Billionaire owner of Tottenham Hotspur Football Club, Joe Lewis, has been arrested for insider trading. Insider trading is acting on or encouraging others to act upon sensitive non-public information relating to financial instruments. Lewis is a senior board member and would regularly receive inside information on companies. This information could include reports of strong profits, merger and acquisition news or changes to senior management for example. Between 2019 and 2021, He would share this information with his friends, romantic partners and close staff members (associates). These associates would then trade on the stock market based on this information. They were almost guaranteed to make profits based on the information provided and they ended up making millions from these trades. 

The 86-year old Joe Lewis is being charged with 16 counts of securities fraud and three counts of conspiracy. He faces up to 25 years in prison. Lewis voluntarily turned himself in to US authorities. He confirmed through his lawyers that he will fight the case in court. 

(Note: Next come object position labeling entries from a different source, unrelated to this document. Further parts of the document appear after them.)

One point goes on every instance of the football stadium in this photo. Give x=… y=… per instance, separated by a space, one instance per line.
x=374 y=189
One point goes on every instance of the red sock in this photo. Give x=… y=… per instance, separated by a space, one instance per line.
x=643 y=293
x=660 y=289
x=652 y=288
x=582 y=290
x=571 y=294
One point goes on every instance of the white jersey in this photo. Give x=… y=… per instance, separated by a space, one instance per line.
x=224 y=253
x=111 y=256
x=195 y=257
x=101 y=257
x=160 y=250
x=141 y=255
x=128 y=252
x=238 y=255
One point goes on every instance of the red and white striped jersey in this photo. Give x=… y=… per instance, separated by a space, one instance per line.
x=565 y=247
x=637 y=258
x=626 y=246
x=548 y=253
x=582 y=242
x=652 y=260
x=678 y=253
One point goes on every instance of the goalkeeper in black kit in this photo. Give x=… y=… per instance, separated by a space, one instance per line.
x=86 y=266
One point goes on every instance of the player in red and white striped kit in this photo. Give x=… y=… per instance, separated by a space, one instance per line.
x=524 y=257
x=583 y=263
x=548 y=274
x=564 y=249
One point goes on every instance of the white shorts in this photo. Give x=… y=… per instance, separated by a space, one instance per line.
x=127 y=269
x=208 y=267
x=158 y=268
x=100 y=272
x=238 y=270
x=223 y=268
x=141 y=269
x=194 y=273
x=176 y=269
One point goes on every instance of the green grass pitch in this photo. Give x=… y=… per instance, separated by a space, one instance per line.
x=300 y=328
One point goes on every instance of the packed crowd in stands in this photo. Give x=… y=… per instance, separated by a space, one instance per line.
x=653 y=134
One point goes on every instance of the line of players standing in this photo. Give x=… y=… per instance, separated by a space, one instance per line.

Amazon has closed three of its checkout-free stores in the UK, just two years after opening. The retail giant opened its first UK till-less store in March 2021 in Ealing Broadway in London. It was hailed as a new revolution in grocery shopping as the store had no tills. Customers would simply pick up items they want and walk out. Their Amazon accounts would then be charged as cameras and sensors identified what they picked up. Last weekend, Amazon Fresh in Wandsworth and East Sheen were also closed. The decision to close the branches followed an assessment of the performance of its stores. Amazon is, however, planning to open new outlets in Greater London.